Not too long ago someone told their story of struggling with who they were and what they wanted to do with life. They finally decided and have spent a good amount of time in school to become a certain person. But they still struggle with a defining feature of the role, something that is worn and when seen, people know who this person is. All kinds of conclusions may then be reached about the person - good, bad, whatever... It's a collar - it says the person is a pastor.
Although it's not the same at all, I've been thinking of how I am defined by my disability. The main difference is that I can't choose to make it invisible... except when I am in my car. So like a person with a collar (or it could be many professions, but mine is not a profession), when I get in my car, I immediately fling the tag somewhere in the car where it is not visible. I have no bumper stickers on my car. So I get in my car and become "anonymous" - the disability goes away. When people see me driving they won't rush to judgement about the lady with the walker. The disability vanishes.
But as soon as I exit my car, there it is! And I think I struggle then, with what I want to do with that. I've become an advocate - people with disabilities have to be their own, strong advocates if they are to "survive." I've been part of a disability association that is led jointly - where people each have a voice that is respected for its uniqueness and value. And I've become a sounding block - people call me - people with disabilities - and people have self-doubt, or they are scared, or frustrated, or mad, and they want someone who will listen to them. I give a bit of advice, but mostly I listen. For some reason people will turn to me for this - I'm not sure why that happened, but it's fine.
Today in our adult "Sunday School," (lack of a better term), we were talking about our church and that although it has leaders, there is an opportunity for equal voices. The church body leads itself regardless of various titles people may have. I like that.
Getting back to our disability association / the work I've done with disability. It's important that we are like the church body.
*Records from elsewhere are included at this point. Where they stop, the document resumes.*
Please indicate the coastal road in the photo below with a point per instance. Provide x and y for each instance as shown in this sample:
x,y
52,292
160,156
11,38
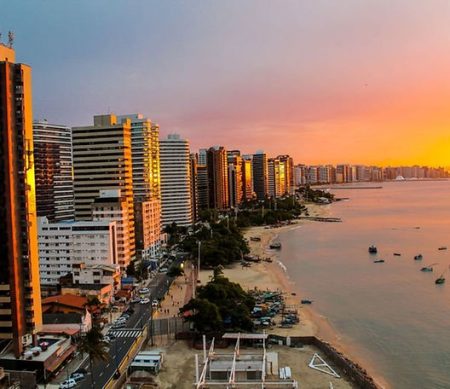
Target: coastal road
x,y
120,346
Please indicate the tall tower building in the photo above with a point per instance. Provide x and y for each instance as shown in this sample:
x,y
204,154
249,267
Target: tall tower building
x,y
146,184
20,295
260,175
102,160
218,178
247,177
176,202
235,183
53,171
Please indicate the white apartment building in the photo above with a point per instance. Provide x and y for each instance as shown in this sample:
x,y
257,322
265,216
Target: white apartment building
x,y
110,205
65,244
176,202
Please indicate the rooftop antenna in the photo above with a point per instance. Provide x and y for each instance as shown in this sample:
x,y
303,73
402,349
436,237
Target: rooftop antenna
x,y
10,39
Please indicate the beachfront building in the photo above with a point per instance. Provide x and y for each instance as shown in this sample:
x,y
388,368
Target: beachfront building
x,y
146,184
53,171
260,175
110,205
218,178
176,202
20,296
68,244
247,177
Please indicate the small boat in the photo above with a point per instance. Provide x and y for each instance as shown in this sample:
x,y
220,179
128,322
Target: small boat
x,y
428,268
373,249
440,280
275,245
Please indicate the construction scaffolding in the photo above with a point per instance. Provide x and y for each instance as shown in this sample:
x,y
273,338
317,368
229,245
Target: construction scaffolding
x,y
249,370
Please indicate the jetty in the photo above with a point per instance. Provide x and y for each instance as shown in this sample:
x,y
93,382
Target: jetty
x,y
322,219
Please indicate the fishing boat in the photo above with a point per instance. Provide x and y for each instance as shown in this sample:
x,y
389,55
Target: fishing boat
x,y
440,280
275,245
428,268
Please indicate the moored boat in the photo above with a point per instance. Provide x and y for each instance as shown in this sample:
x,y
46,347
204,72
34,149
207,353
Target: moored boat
x,y
275,245
372,249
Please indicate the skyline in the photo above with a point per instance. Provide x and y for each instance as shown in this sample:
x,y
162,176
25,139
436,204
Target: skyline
x,y
338,83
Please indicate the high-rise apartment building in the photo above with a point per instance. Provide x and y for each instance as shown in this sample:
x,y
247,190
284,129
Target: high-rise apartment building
x,y
260,175
67,243
53,171
235,183
194,185
20,296
110,205
218,177
146,183
176,202
247,177
101,161
202,187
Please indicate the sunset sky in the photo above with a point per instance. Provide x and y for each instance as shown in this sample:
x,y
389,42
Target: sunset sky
x,y
325,81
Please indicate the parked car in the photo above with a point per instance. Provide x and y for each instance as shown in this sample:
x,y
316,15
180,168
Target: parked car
x,y
67,384
77,376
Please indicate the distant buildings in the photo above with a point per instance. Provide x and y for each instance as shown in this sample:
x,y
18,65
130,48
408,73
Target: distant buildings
x,y
53,171
20,297
176,202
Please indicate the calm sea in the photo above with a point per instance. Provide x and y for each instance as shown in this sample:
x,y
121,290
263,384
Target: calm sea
x,y
391,314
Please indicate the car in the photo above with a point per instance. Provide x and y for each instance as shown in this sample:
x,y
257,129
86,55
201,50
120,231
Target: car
x,y
68,384
77,376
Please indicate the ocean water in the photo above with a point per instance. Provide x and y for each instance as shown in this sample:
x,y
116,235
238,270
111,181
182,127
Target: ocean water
x,y
391,314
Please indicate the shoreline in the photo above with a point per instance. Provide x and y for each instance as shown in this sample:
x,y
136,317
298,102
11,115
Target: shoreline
x,y
273,276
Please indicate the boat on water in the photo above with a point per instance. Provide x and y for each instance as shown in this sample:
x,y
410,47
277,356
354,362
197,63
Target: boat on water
x,y
275,245
428,268
372,249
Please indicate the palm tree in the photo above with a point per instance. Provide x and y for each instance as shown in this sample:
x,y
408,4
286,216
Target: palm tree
x,y
92,343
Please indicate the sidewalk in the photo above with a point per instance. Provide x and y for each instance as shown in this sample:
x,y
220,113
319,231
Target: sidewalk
x,y
179,294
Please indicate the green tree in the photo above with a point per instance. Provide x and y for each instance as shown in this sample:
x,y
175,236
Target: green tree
x,y
92,343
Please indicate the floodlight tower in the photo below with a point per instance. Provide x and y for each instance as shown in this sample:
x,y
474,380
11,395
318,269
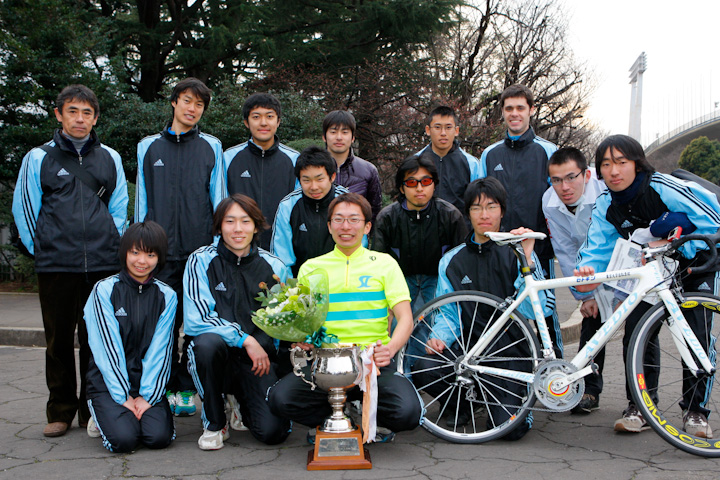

And yet we have been caught in a struggle for others to see that - an attempt to force a model on us that makes no sense, a model with hierarchy which we avoid at all costs in our association.
I now get back to what defines me - who I am. I can choose not to be a part of disability advocacy - to stay back from the things that draw me to them. Disability advocacy isn't my who life or career by any means. But I struggle with the question of whether to drop my role in the association, because of the struggle to avoid being put in a hierarchical model. And I feel torn.
Today we heard a reading that hit me and it all made sense. It's Philippians 4:8-9:
"...whatever is true, whatever is honorable, whatever is just, whatever is pure, whatever is pleasing, whatever is commendable, if there is any excellence and if there is anything worthy of praise, think about these things. Keep on doing the things that you have learned and received and heard and seen in me, and the God of peace will be with you.
And then from a prayer group I have joined where a bunch of people meet to start the day in prayer - a bunch of very diverse people - so it is unique and wonderful.. from that group came 1 Peter 3:14:
"But even if you should suffer for what is right, you are blessed. Do not fear their threats; do not be frightened."
It all somehow comes together - the collar someone is unsure they want to wear; the tag I fling off; how we, or I choose to identify myself; what my role is/what do I want to be; how should I move forward.
The answer is plainly there. What I am doing is true, honorable, just, ..., etc. I can't simply give it up, and I can't be afraid. I'll have to continue to fight against people saying we must have a hierarchy, and insist that our model, emphasizing the equal voice that is the model we use. In doing this, perhaps people will keep calling me, and I will keep listening. And I will fight through my own struggles with disability.